Event Abstract

Challenges in post-mortem preparation of orthopedic implanted devices

  • 1 AccelLAB Inc., Pathology, Canada

Orthopedic implanted devices can be permanent or biodegradable and vary in material composition, physical properties and shapes. Implanted sites also vary depending on the device’s clinical indication. Because of this variability, routine histology methods are often inappropriate and need to be adjusted to the type of implant and implanted tissue.

Implant sites need to be harvested with surrounding tissue. The location of implant, nature and extent of the local tissue reaction should be recorded. For precise localization of the implant sites, in life or terminal radiographs and/or CT scans are useful. Location of the implants is identified and implanted tissues are immersion-fixed, generally in formalin.

Although the site of the implant was identified at necropsy, determining its exact location and plane of sectioning after tissue fixation are often difficult. High-resolution radiography and/or microCT scans are recommended to ensure appropriate device and bone orientation before trimming. Small saws for non-metallic implants, diamond saws or band saws for large and hard implants are used for further precise trimming. Histologic marking dyes and/or radiopaque markers can be used for additional implant orientation and identification of the sectioning plane. To preserve the implant-tissue interface, the device should not be removed. Nature of the implant influences whether bone is decalcified and embedded in paraffin or non-decalcified and embedded in resin. Ante-mortem fluorochromes injection and histological differentiation of osteoid from mature bone requires non-decalcified bone processing. Pilot studies or cadaveric trials mimicking the planned implantation procedures should be performed. These exploratory implanted devices should be allocated to different histological processing and imaging techniques to select the best histological procedures for a specific device (specific examples will be presented).
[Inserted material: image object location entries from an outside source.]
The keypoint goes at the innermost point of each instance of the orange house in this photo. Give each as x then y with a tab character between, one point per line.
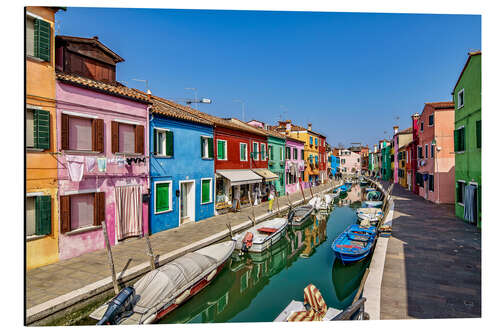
40	144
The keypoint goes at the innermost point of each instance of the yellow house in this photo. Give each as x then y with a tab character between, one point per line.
311	147
41	164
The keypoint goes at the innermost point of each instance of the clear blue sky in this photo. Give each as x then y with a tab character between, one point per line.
350	74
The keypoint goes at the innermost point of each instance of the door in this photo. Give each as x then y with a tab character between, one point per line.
187	201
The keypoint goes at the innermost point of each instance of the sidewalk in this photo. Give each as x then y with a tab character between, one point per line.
48	287
433	262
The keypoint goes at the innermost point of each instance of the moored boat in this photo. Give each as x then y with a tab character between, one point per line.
164	289
261	236
354	243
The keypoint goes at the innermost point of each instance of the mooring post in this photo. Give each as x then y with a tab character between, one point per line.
110	258
150	253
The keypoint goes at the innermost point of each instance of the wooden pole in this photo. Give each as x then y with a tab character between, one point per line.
150	253
110	258
361	286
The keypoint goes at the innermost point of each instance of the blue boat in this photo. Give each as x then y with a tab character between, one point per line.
354	243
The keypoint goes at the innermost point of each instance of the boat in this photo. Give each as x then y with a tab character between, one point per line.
373	215
317	309
354	243
261	236
164	289
299	214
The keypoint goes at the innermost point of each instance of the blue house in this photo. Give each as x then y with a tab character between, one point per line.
181	166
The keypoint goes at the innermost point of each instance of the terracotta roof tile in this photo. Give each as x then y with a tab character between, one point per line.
108	88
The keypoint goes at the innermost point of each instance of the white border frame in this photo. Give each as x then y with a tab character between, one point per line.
246	152
225	150
180	199
170	197
211	191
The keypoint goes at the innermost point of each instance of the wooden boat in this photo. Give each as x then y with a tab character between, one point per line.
371	214
264	235
354	243
300	214
164	289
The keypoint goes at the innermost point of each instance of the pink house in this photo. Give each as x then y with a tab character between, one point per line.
435	159
102	150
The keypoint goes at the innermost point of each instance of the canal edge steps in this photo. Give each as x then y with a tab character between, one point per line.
77	299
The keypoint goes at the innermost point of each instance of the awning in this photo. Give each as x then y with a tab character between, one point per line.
266	174
240	177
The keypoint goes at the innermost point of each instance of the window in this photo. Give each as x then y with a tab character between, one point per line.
164	143
127	138
460	99
82	210
163	197
207	147
255	153
37	129
243	152
222	150
460	188
206	190
38	38
38	216
459	136
478	134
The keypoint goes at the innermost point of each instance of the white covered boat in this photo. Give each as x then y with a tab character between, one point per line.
261	236
162	290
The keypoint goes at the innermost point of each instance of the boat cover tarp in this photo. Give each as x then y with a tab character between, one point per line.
159	285
240	177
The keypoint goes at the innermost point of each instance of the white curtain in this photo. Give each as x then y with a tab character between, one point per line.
128	211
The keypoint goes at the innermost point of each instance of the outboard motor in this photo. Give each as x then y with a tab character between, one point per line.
122	303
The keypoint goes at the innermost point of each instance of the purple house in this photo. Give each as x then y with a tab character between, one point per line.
102	151
294	164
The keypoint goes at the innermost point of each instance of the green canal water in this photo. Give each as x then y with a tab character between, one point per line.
257	287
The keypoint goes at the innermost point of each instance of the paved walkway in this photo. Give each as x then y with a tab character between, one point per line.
433	262
48	282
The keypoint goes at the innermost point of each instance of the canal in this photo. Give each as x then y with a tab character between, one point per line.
257	287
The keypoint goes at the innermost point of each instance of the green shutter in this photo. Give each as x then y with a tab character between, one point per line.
42	40
162	197
210	147
205	191
43	220
169	143
41	127
478	134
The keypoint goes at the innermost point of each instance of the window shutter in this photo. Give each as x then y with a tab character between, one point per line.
43	217
139	139
478	134
210	147
98	135
42	39
115	147
169	137
65	211
64	131
42	129
99	208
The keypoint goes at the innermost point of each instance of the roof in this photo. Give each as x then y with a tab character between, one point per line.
442	105
471	54
112	89
95	42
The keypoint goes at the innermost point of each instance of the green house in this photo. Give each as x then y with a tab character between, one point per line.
467	136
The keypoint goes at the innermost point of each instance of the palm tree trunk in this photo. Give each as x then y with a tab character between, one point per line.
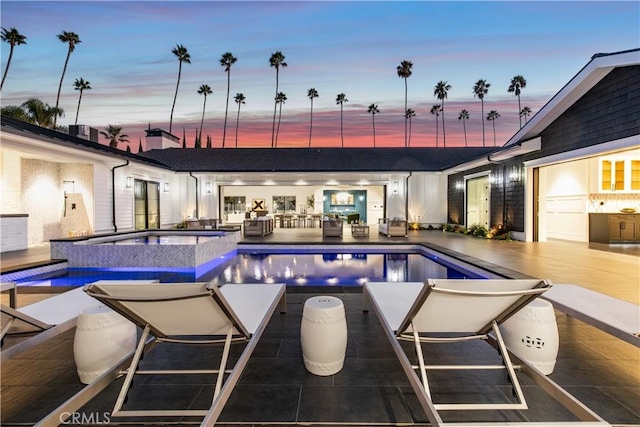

Various embedding resins can be used for undecalcified specimens. The goal is to match the embedding supporting medium hardness to the hardness of the implant and surrounding tissue to produce sections without artefacts. After resin embedding, non-metallic implants can be cut with a microtome and harder implants require ground sectioning. Most routine staining methods can be used in paraffin-embedded tissues; however, for plastic-embedded implants, staining procedures need to be modified. Semi-quantitative histological evaluation is performed to determine the potential local toxicity, generally following the ISO 10993-6 grading scheme. Histomorphometry can also be performed.

In summary, at tissue harvest and sample preparation, the exact location and orientation of the implant need to be properly visualized to produce quality slides. When necessary, high-resolution radiography or micro-CT scanning can be used. Preliminary tests with different histological processing techniques will determine the best histology procedure for a specific device.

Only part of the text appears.